One important term has acquired a special significance in music: viz. Syncopation. It means a cross-accent of such strength as to equal or even suppress the main accent; but the use of the term is generally restricted to cases in which the cross-accent is produced by shifting the notes of a melody or a formula so that they fall between the beats instead of upon them. From what we have said as to the almost physical energy of musical rhythm it is obvious that such a phenomenon is of far greater effect and importance in music than it could possibly he in verse; and, to whichever subject the term may belong by priority, extreme caution is needed in extending any musical notion of it to the structure of poetry. (D. F. T.)
- ↑ It would be interesting and fruitful to consider how far the growing preference, in modern European languages, of accent to quantity, may not only have modified the conception of musical rhythm, but may itself have been enhanced by the rhythmic tendencies of popular song, which had so great an influence on the learned music of the middle ages. And it can hardly be said that the subject of musical rhythm has yet been so clearly treated on these lines as to shed the light it seems capable of shedding upon many vexed questions in poetic rhythm.
- ↑ Triplets are groups of three equal notes crowded into the time normally taken by two. Binary and ternary subdivision answer every ordinary purpose of musical rhythm, being capable of expressing clear distinctions far more minute than have ever been regulated in speech. It is impossible to pronounce a syllable in less than a tenth of a second; but it is easy to play 16 notes in a second on the pianoforte. (That is to say, musical rhythm continues to be measurable up to the point at which atmospheric vibrations coalesce in the ear as low musical notes!) in a series of such rapid notes a single break twice in a second would have a very obvious rhythmic effect directly measured by the ear. If the broken series were levelled into an even series of fourteen notes a second, the rhythmic effect would be entirely different, though the actual difference of pace would be only 156 of a second. The special sign for triplets is readily adapted to other subdivisions where necessary; but such adaptation generally indicates rather a freedom of declamatory rhythm than any abstruse arithmetical accuracy. Among the worst barbarisms in musical editing is the persistent reduction of Chopin's septoles, groups of 13 and other indeterminable, into mutton-cutlet frills. A natural freedom in performance is as necessary for the minutiae of musical rhythm as it is in speech; but where all but the finest layers fail is in basing this freedom on the superlative accuracy of the rhythmic notation of the great composers.
- ↑ In the critical edition of Palestrina's complete works, vol. xii. p. 177 (Breitkopf and Härtel), the editor has violently simplified it.

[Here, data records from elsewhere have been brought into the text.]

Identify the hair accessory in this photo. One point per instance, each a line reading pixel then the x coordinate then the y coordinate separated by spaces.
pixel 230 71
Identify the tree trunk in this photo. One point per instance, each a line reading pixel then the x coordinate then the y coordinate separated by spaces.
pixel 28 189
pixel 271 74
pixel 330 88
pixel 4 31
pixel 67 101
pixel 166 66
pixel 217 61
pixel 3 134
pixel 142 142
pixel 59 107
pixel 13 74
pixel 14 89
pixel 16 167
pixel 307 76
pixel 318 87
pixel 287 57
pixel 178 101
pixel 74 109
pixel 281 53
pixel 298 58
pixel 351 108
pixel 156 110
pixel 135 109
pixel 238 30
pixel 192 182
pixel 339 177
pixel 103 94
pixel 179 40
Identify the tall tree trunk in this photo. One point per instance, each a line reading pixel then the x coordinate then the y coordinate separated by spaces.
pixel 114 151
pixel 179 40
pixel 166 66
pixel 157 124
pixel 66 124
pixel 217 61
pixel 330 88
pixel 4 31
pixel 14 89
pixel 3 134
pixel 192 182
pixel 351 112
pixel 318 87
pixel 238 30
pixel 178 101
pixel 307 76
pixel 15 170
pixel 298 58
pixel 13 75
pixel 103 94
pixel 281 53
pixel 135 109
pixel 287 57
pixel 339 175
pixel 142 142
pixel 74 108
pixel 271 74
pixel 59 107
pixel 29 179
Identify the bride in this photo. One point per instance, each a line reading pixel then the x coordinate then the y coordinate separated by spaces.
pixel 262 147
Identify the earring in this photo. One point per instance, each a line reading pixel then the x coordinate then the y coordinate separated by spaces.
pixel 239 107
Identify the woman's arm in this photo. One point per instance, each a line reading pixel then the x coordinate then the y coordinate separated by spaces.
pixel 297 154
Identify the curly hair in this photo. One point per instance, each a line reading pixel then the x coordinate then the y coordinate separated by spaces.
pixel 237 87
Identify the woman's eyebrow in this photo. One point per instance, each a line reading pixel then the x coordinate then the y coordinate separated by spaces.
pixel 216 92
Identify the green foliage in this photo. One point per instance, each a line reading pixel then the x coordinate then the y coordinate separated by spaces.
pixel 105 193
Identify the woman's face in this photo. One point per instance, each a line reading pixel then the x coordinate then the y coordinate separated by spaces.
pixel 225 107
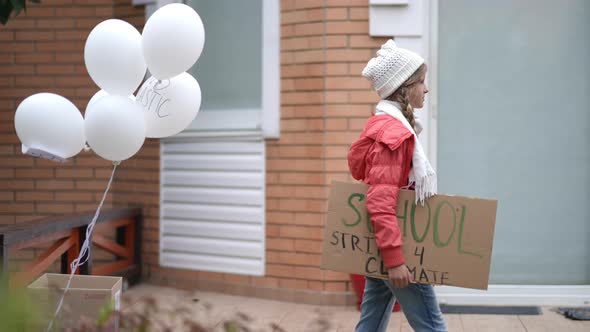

He is justified in using the ordinary ₵ bars to hold the piece together, and he is not called upon to reproduce the riddles of the original notation; but some secondary time signatures ought to have been added to indicate the strong swing of the tune in its conflicting shapes; and there is no justification, in a full score intended for scholars, in supplanting the true rhythm of the quintus by a rough practical compromise.